Il est intéressant de souligner qu'on fait mention de la norme de la décision correcte et qu'on reconnaît d'autre part l'expérience et les connaissances particulières du fonctionnaire saisi d'un litige en matière de marques de commerce.

[24]      En d'autres termes, pour apprécier la condition de résidence que doit remplir un demandeur de citoyenneté, le risque de persécution contre la personne d'un réfugié ou la probabilité de confusion entre des marques de commerce, le décideur doit déterminer " si les faits satisfont au critère juridique "32. Il s'agit d'une question de fait et de droit. Dans l'arrêt Southam Inc., le juge Iacobucci a, après avoir qualifié le problème de question de fait et de droit, appliqué la norme de la décision raisonnable simpliciter ou, en d'autres termes, " manifestement erronée " ou " déraisonnable "33. Il a également affirmé que l'expertise " [...] est le facteur le plus important qu'une cour doit examiner pour arrêter la norme de contrôle applicable "34.

[25]      Si je comprends bien les commentaires que fait le juge Iacobucci dans l'arrêt Southam Inc., celui-ci reconnaît que la norme de contrôle peut changer : " Selon les facteurs en jeu dans un cas particulier, la norme peut se situer à un point donné entre celle de la décision correcte, soit la norme exigeant le moins de retenue, et celle du caractère manifestement déraisonnable, soit la norme en exigeant le plus35. " Pour conclure que la troisième norme devrait être celle de savoir si la décision du tribunal administratif est déraisonnable, il a fait la mise en garde suivante :

     [...] le décideur chargé du contrôle de la décision, et même un décideur appliquant la norme de la décision raisonnable simpliciter, sera souvent tenté de trouver un moyen d'intervenir dans les cas où il aurait lui-même tiré la conclusion contraire. Les cours d'appel doivent résister à cette tentation. Mon affirmation selon laquelle je ne serais peut-être pas arrivé à la même conclusion que le Tribunal ne devrait pas être considérée comme une invitation aux cours d'appel à intervenir dans les cas comme celui qui nous intéresse, mais plutôt comme une mise en garde contre pareille intervention et comme un appel à la retenue. La retenue judiciaire s'impose si l'on veut façonner un système de contrôle judiciaire cohérent, rationnel et, à mon sens, judicieux36.         

[26]      Un juge de la citoyenneté n'a peut-être pas l'expertise professionnelle des juges et des membres non juristes du Tribunal de la concurrence, mais il est nettement moins difficile de trancher la question de savoir si l'auteur d'une demande de citoyenneté remplit la condition en matière de résidence que de trancher les questions qui étaient en jeu dans l'arrêt Southam Inc.
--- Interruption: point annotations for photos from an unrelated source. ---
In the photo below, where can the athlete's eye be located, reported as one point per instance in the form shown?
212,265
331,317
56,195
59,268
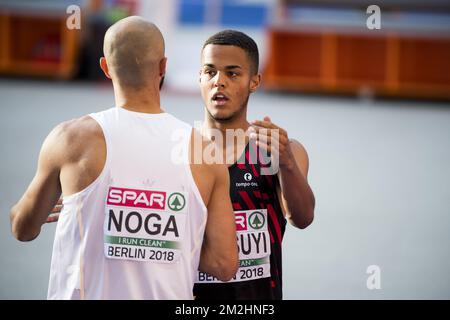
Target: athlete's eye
210,72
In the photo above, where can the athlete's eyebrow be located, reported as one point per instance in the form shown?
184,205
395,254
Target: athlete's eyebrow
210,65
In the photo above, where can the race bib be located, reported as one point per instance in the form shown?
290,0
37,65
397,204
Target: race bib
144,225
254,247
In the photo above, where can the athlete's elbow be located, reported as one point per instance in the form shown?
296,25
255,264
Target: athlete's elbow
20,230
303,219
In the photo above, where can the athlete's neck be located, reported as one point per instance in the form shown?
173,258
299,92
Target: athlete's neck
239,122
144,101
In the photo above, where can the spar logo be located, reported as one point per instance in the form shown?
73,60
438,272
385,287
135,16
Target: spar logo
146,199
256,220
176,201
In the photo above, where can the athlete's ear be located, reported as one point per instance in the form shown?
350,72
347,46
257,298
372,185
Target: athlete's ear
104,67
162,66
255,81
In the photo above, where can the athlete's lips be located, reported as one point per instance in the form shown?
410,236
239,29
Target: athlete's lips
219,98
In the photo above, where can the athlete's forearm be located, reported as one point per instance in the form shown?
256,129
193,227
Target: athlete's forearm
299,197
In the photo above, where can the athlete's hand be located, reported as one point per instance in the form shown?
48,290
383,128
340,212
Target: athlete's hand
54,215
274,139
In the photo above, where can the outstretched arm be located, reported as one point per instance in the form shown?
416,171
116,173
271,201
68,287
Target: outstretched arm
296,197
32,210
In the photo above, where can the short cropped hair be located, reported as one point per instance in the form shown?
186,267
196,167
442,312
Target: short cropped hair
238,39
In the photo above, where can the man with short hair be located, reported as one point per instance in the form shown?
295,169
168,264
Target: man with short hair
135,224
262,200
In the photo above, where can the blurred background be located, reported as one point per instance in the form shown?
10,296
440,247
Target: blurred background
372,108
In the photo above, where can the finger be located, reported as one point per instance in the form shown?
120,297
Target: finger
52,218
57,209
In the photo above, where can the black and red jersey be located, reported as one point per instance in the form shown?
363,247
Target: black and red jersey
255,196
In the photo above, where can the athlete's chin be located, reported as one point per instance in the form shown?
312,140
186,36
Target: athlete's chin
220,115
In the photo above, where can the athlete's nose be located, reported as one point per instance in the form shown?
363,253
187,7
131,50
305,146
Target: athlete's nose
219,80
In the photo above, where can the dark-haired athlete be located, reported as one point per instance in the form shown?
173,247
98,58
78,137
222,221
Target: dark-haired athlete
228,76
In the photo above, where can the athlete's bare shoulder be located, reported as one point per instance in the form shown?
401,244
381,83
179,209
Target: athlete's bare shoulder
71,139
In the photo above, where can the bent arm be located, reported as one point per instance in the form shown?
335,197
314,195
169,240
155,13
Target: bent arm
297,198
32,210
219,255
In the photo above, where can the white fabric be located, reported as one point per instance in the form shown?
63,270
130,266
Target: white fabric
140,188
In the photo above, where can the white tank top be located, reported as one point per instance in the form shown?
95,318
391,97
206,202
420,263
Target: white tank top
136,232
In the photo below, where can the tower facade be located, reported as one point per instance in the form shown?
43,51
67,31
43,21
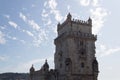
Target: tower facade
75,50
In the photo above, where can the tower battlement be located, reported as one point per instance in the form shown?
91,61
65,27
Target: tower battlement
71,21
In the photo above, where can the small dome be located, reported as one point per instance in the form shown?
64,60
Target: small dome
32,69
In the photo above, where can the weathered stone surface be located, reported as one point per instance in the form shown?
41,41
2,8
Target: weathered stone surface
75,53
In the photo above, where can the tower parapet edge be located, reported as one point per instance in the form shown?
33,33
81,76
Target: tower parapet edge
76,21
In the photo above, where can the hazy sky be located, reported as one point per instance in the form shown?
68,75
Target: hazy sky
28,30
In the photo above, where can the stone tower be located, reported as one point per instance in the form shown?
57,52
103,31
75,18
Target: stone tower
75,50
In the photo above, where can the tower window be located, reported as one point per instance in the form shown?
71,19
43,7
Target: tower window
82,65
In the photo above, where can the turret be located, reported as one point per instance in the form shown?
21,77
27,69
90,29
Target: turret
69,17
90,21
32,69
46,66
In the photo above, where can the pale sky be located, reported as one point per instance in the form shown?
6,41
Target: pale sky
28,30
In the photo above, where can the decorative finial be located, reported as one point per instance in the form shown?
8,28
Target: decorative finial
46,60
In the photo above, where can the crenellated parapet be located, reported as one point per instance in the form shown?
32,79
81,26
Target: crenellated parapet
71,21
80,35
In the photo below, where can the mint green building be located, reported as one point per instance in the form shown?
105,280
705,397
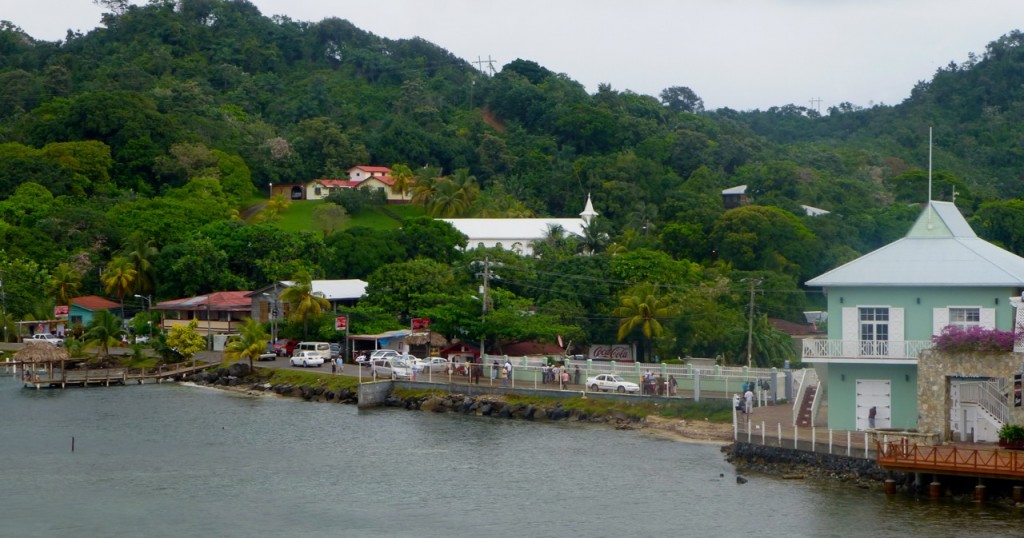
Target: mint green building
885,306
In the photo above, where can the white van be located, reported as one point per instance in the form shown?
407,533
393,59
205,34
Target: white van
321,348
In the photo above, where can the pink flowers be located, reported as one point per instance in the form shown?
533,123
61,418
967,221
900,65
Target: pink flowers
955,338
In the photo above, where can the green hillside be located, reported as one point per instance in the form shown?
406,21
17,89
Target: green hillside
146,139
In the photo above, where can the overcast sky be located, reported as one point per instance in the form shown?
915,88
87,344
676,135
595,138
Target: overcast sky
742,54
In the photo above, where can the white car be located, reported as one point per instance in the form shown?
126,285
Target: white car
392,369
601,382
306,359
436,365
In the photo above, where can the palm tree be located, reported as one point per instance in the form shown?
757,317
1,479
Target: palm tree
251,343
119,279
594,239
640,311
65,283
425,187
403,179
466,188
303,301
140,252
103,331
446,202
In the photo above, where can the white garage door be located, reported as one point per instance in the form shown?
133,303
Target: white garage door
877,394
L'audience que préside le juge de la citoyenneté dure beaucoup moins longtemps que les quarante-deux jours durant lesquels le Tribunal de la concurrence a siégé dans l'affaire Southam Inc. Le fait d'être continuellement saisi d'une question claire et limitée, comme la condition en matière de résidence, peut aussi favoriser l'acquisition de l'expérience et des connaissances particulières évoquées dans les affaires portant sur les marques de commerce, supra, paragraphe 23. La spécialisation, et peut-être l'expertise, d'un juge de la citoyenneté s'apparente peut-être davantage à celle d'un membre non juriste de la section du statut de réfugié ou d'un décideur saisi d'une demande en matière de marques de commerce. Il est également utile de mentionner que la question de résidence que doit trancher le juge de la citoyenneté est moins compliquée que les questions soumises à des tribunaux administratifs possédant une expertise plus ou moins comparable.

[27]      La nature des problèmes, leur complexité et l'expérience particulière d'un tribunal administratif font ressortir quelques-unes des différences qui peuvent préconiser l'application d'une norme de contrôle qui varie en fonction des circonstances, même lorsqu'il s'agit d'une question de fait et de droit.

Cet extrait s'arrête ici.